The film depicts a day in Molly’s life. It highlights the physical labor of sex and the emotional labor of performance. They must be both assertive yet never bring the client’s sexuality into question.
Molly has worked at the brothel for two months. This makes her one of the new girls. She is still learning about some regulars and their fetishes.
We get brief glimpses into the women’s personal lives. The difficulties of dating when your partner knows you do sex work or have a child at home with no one to watch them. These are not wealthy women. Some of them need other jobs along with this one, whether it’s serving tables or dealing coke.
We also see the camaraderie of shared inside jokes or nicknames for regulars. We also see how easily severed that connection can be between you and someone else, and the clients keep picking someone else. Anyone who has worked in food service or any other part of the service industry will recognize a lot of common ground.
The film is not shy about its depiction of sex and nudity. It helps undercut any eroticism to reveal the hard work and performance required. Lizzy Borden herself called it “anti-erotica.” The film, however, holds no judgment about the morality of sex work either.
The movie responds to Second Wave Feminism, in which pornography is violence and any sex is rape. The film argues against the “female vs male gaze” distinction.

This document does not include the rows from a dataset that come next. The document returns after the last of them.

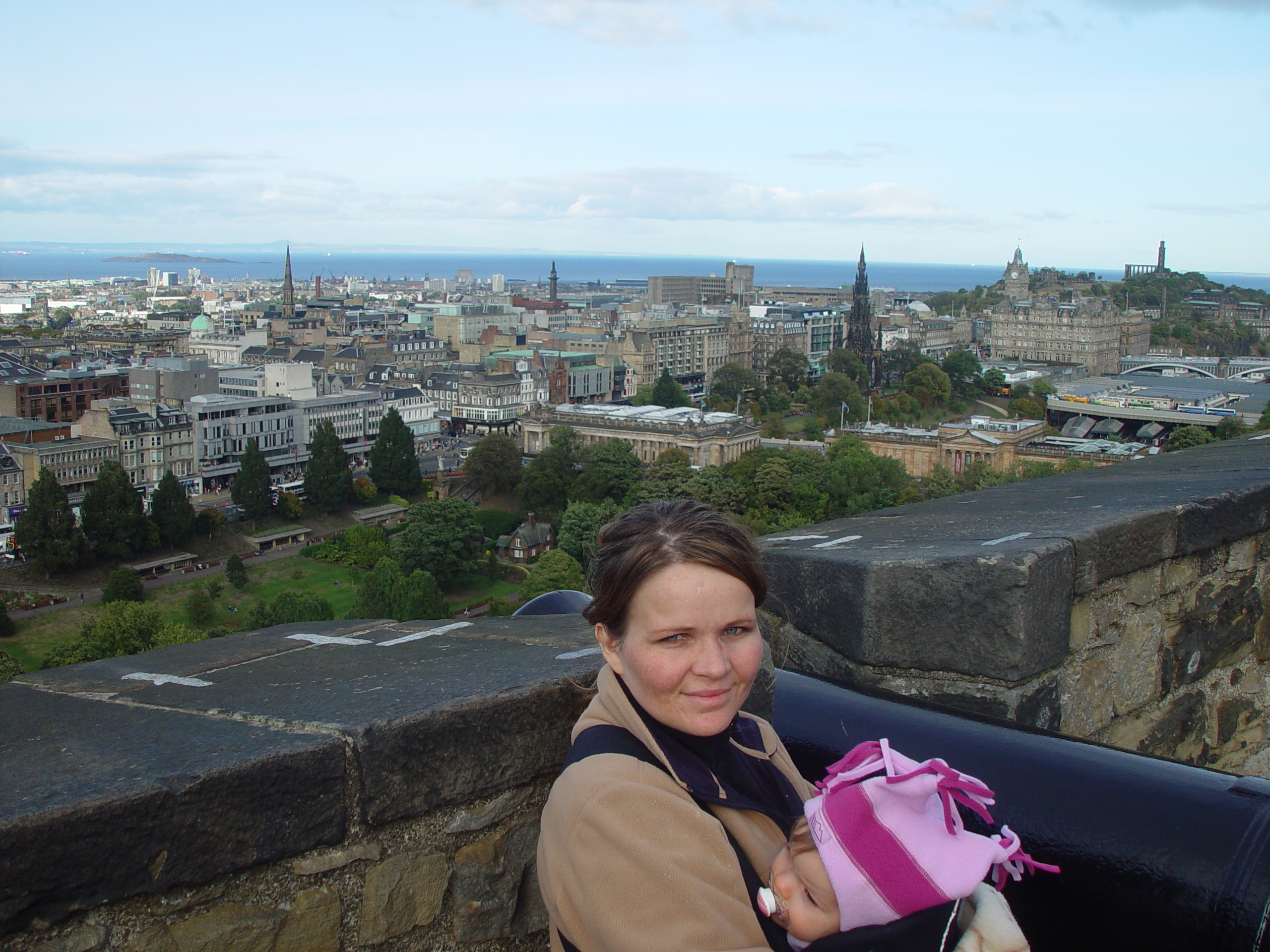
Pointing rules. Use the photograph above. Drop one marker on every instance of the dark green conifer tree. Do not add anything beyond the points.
(46, 532)
(172, 512)
(394, 468)
(114, 515)
(251, 488)
(328, 480)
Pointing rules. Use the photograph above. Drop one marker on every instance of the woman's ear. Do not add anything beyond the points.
(609, 647)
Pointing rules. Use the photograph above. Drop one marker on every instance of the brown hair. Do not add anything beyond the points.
(801, 838)
(654, 536)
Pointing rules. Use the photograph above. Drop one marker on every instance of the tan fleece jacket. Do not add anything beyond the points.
(628, 861)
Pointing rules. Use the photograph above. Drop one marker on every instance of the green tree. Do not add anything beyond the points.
(581, 525)
(46, 532)
(235, 572)
(114, 516)
(1228, 428)
(610, 472)
(210, 522)
(1026, 409)
(200, 608)
(441, 537)
(172, 512)
(1187, 437)
(251, 488)
(121, 629)
(847, 363)
(328, 481)
(124, 586)
(394, 466)
(496, 464)
(731, 380)
(668, 393)
(385, 592)
(290, 506)
(929, 384)
(790, 367)
(545, 483)
(497, 522)
(556, 572)
(287, 608)
(831, 393)
(365, 490)
(365, 546)
(963, 370)
(858, 481)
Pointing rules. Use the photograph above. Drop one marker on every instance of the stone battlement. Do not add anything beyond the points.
(369, 783)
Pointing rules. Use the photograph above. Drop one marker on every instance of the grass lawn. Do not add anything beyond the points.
(37, 635)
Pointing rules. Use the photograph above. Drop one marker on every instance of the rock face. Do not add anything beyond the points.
(402, 892)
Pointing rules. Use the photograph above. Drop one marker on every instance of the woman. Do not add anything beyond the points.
(672, 803)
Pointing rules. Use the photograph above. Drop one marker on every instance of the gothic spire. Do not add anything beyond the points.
(289, 291)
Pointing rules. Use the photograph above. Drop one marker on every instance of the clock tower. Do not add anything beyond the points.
(1016, 278)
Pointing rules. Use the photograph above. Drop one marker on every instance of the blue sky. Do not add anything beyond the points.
(929, 130)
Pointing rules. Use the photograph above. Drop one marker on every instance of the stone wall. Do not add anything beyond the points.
(303, 789)
(1126, 604)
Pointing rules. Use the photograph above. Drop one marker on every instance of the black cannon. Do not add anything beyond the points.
(1155, 855)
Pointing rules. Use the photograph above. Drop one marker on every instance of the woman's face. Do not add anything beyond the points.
(691, 649)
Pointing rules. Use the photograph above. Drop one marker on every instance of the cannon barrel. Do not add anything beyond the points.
(1155, 855)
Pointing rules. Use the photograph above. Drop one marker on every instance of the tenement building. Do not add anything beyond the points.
(1085, 330)
(153, 440)
(708, 438)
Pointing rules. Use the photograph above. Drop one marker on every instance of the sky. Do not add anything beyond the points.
(943, 131)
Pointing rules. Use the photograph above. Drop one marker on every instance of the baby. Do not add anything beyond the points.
(892, 849)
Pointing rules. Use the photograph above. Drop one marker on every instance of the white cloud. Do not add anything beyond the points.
(228, 187)
(656, 22)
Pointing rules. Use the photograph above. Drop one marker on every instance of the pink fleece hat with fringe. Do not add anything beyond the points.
(894, 844)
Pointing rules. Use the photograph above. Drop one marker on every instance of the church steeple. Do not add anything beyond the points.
(289, 291)
(860, 325)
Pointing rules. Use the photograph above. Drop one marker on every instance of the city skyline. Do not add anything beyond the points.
(1086, 131)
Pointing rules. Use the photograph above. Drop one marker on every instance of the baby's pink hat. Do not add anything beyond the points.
(896, 843)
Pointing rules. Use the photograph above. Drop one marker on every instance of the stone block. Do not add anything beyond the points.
(1218, 631)
(491, 883)
(1142, 587)
(312, 923)
(1089, 699)
(82, 939)
(1082, 624)
(498, 809)
(233, 927)
(111, 800)
(337, 858)
(402, 892)
(1180, 733)
(157, 939)
(1136, 662)
(1242, 555)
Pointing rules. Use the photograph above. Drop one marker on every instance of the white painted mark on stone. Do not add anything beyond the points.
(167, 679)
(327, 640)
(1008, 538)
(417, 635)
(836, 542)
(583, 653)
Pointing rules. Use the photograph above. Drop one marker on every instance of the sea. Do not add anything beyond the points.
(89, 264)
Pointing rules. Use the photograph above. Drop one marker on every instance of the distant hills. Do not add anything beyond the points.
(171, 258)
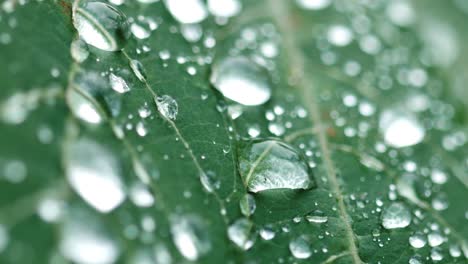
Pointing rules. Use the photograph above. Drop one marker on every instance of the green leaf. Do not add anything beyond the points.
(130, 137)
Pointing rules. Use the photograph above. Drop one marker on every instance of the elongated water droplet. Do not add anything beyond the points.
(396, 216)
(272, 164)
(101, 25)
(300, 248)
(93, 171)
(241, 80)
(190, 236)
(400, 129)
(187, 11)
(167, 106)
(247, 204)
(239, 233)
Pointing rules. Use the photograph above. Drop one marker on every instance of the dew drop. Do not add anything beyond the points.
(396, 216)
(167, 106)
(190, 236)
(400, 129)
(91, 171)
(300, 248)
(101, 25)
(239, 233)
(241, 80)
(271, 164)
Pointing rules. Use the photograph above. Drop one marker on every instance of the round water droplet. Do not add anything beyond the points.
(190, 236)
(247, 205)
(167, 106)
(187, 11)
(396, 216)
(101, 25)
(92, 171)
(400, 129)
(271, 164)
(241, 80)
(239, 233)
(300, 248)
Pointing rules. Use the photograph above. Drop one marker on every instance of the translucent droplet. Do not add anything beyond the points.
(417, 240)
(79, 50)
(138, 70)
(247, 204)
(300, 248)
(190, 236)
(187, 11)
(118, 83)
(239, 233)
(271, 164)
(241, 80)
(167, 106)
(400, 129)
(93, 171)
(396, 216)
(101, 25)
(317, 216)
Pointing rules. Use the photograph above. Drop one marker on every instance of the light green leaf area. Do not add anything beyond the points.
(150, 154)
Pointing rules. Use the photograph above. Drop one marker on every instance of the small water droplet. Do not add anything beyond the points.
(101, 25)
(167, 106)
(300, 248)
(396, 216)
(241, 80)
(92, 170)
(272, 164)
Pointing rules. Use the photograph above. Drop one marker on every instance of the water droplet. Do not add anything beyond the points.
(317, 216)
(167, 106)
(396, 216)
(79, 50)
(271, 164)
(239, 233)
(187, 11)
(417, 240)
(138, 70)
(400, 129)
(92, 171)
(241, 80)
(101, 25)
(247, 204)
(190, 236)
(300, 248)
(118, 83)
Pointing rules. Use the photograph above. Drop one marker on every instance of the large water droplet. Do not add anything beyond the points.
(239, 233)
(190, 236)
(241, 80)
(167, 106)
(187, 11)
(93, 172)
(300, 248)
(271, 164)
(396, 216)
(101, 25)
(400, 129)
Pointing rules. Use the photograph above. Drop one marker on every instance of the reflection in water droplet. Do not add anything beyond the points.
(93, 171)
(396, 216)
(167, 106)
(241, 80)
(190, 236)
(271, 164)
(247, 204)
(187, 11)
(300, 248)
(239, 233)
(101, 25)
(400, 129)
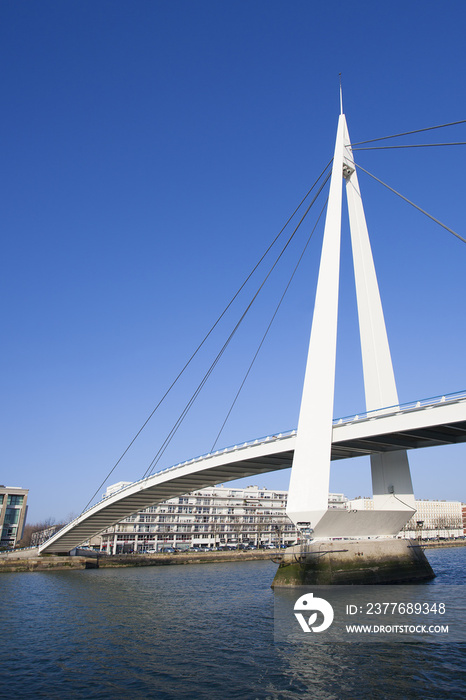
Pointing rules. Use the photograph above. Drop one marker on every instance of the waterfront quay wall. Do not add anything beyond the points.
(53, 563)
(31, 561)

It lets the camera “cut up” the body to articulate the inner workings of the character’s minds and experiences.
The film, however, doesn’t hide that women made it. That juxtaposition is a flag. It is a way to signal consent to images otherwise scrutinized.
The jaunty soundtrack tinges every session, no matter how tame, with dread.
The script is brilliant in the way it characterizes everyone. It pieces together a world that feels real yet also maintains a pace and dynamic with the characters that it feels like a hangout comedy for stretches.
How do you follow up on the explosive and original Born in Flames? By making a sincere, human, and radical portrait of sex work that is still controversial today.